Há dias que parecem nascer maiores do que os outros. Antes mesmo de o sol cumprir seu caminho, já carregam consigo a promessa de permanecer na lembrança. Amanhã será um desses dias.
É com discreta, mas profunda alegria, que comunicamos a confirmação, até o momento, da presença de quatro instituições de ensino na celebração que o Memorial Governadores Roberto e Badger Silveira acolherá.
Virão o Colégio Estadual Padre Mello, o Colégio Estadual Euclides Feliciano Tardin, a Escola Ottilia Vieira Campos e o CIEP de Varre-Sai.
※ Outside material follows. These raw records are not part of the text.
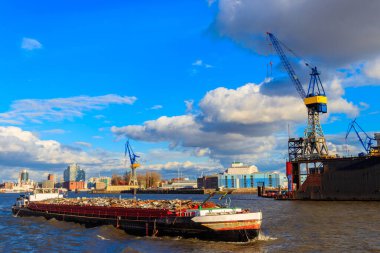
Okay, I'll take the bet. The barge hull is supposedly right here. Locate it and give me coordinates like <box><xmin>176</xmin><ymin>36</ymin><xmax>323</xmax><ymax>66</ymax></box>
<box><xmin>12</xmin><ymin>206</ymin><xmax>260</xmax><ymax>242</ymax></box>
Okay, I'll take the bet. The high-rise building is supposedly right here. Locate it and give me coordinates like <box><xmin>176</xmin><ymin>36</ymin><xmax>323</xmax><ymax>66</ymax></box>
<box><xmin>48</xmin><ymin>174</ymin><xmax>56</xmax><ymax>182</ymax></box>
<box><xmin>63</xmin><ymin>163</ymin><xmax>86</xmax><ymax>191</ymax></box>
<box><xmin>63</xmin><ymin>163</ymin><xmax>86</xmax><ymax>182</ymax></box>
<box><xmin>19</xmin><ymin>170</ymin><xmax>29</xmax><ymax>182</ymax></box>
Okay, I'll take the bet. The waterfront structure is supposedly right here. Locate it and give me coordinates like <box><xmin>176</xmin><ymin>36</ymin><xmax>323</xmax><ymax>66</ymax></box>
<box><xmin>87</xmin><ymin>177</ymin><xmax>111</xmax><ymax>190</ymax></box>
<box><xmin>63</xmin><ymin>181</ymin><xmax>86</xmax><ymax>191</ymax></box>
<box><xmin>208</xmin><ymin>162</ymin><xmax>287</xmax><ymax>189</ymax></box>
<box><xmin>197</xmin><ymin>174</ymin><xmax>218</xmax><ymax>189</ymax></box>
<box><xmin>48</xmin><ymin>174</ymin><xmax>56</xmax><ymax>183</ymax></box>
<box><xmin>42</xmin><ymin>180</ymin><xmax>54</xmax><ymax>188</ymax></box>
<box><xmin>63</xmin><ymin>163</ymin><xmax>86</xmax><ymax>182</ymax></box>
<box><xmin>63</xmin><ymin>163</ymin><xmax>87</xmax><ymax>191</ymax></box>
<box><xmin>18</xmin><ymin>170</ymin><xmax>29</xmax><ymax>183</ymax></box>
<box><xmin>161</xmin><ymin>178</ymin><xmax>197</xmax><ymax>189</ymax></box>
<box><xmin>218</xmin><ymin>172</ymin><xmax>287</xmax><ymax>189</ymax></box>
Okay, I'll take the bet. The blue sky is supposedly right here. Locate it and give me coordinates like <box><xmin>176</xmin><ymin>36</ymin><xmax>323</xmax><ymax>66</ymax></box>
<box><xmin>0</xmin><ymin>0</ymin><xmax>380</xmax><ymax>182</ymax></box>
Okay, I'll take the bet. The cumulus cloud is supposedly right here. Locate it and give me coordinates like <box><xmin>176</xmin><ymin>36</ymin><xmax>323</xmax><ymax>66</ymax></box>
<box><xmin>184</xmin><ymin>99</ymin><xmax>194</xmax><ymax>112</ymax></box>
<box><xmin>21</xmin><ymin>38</ymin><xmax>42</xmax><ymax>51</ymax></box>
<box><xmin>0</xmin><ymin>94</ymin><xmax>136</xmax><ymax>124</ymax></box>
<box><xmin>0</xmin><ymin>127</ymin><xmax>100</xmax><ymax>168</ymax></box>
<box><xmin>41</xmin><ymin>128</ymin><xmax>68</xmax><ymax>134</ymax></box>
<box><xmin>141</xmin><ymin>161</ymin><xmax>223</xmax><ymax>178</ymax></box>
<box><xmin>75</xmin><ymin>141</ymin><xmax>92</xmax><ymax>148</ymax></box>
<box><xmin>111</xmin><ymin>79</ymin><xmax>357</xmax><ymax>165</ymax></box>
<box><xmin>215</xmin><ymin>0</ymin><xmax>380</xmax><ymax>65</ymax></box>
<box><xmin>150</xmin><ymin>105</ymin><xmax>163</xmax><ymax>110</ymax></box>
<box><xmin>192</xmin><ymin>60</ymin><xmax>213</xmax><ymax>68</ymax></box>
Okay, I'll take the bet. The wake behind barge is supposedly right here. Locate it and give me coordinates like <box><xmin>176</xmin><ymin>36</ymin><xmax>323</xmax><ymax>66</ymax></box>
<box><xmin>12</xmin><ymin>193</ymin><xmax>262</xmax><ymax>242</ymax></box>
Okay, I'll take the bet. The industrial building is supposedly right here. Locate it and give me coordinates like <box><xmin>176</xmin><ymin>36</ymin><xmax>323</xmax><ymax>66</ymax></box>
<box><xmin>63</xmin><ymin>163</ymin><xmax>87</xmax><ymax>191</ymax></box>
<box><xmin>197</xmin><ymin>162</ymin><xmax>287</xmax><ymax>189</ymax></box>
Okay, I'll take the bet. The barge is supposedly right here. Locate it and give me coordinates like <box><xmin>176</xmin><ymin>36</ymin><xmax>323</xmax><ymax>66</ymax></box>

Talvez alguém veja apenas uma relação de escolas. O Memorial, porém, enxergará muito mais. Verá mochilas cruzando seus caminhos, vozes jovens quebrando o silêncio respeitoso das salas, olhos curiosos pousando sobre fotografias, documentos e objetos que aprenderam a esperar pelo reencontro com novas gerações.
A memória tem essa estranha delicadeza: ela não vive apenas do que conserva, mas sobretudo de quem a visita. Um retrato antigo permanece imóvel na parede; quem lhe devolve o movimento é o olhar de um estudante. Um documento repousa silencioso numa vitrine; quem lhe restitui a voz é a curiosidade de uma criança. É assim que o passado continua respirando.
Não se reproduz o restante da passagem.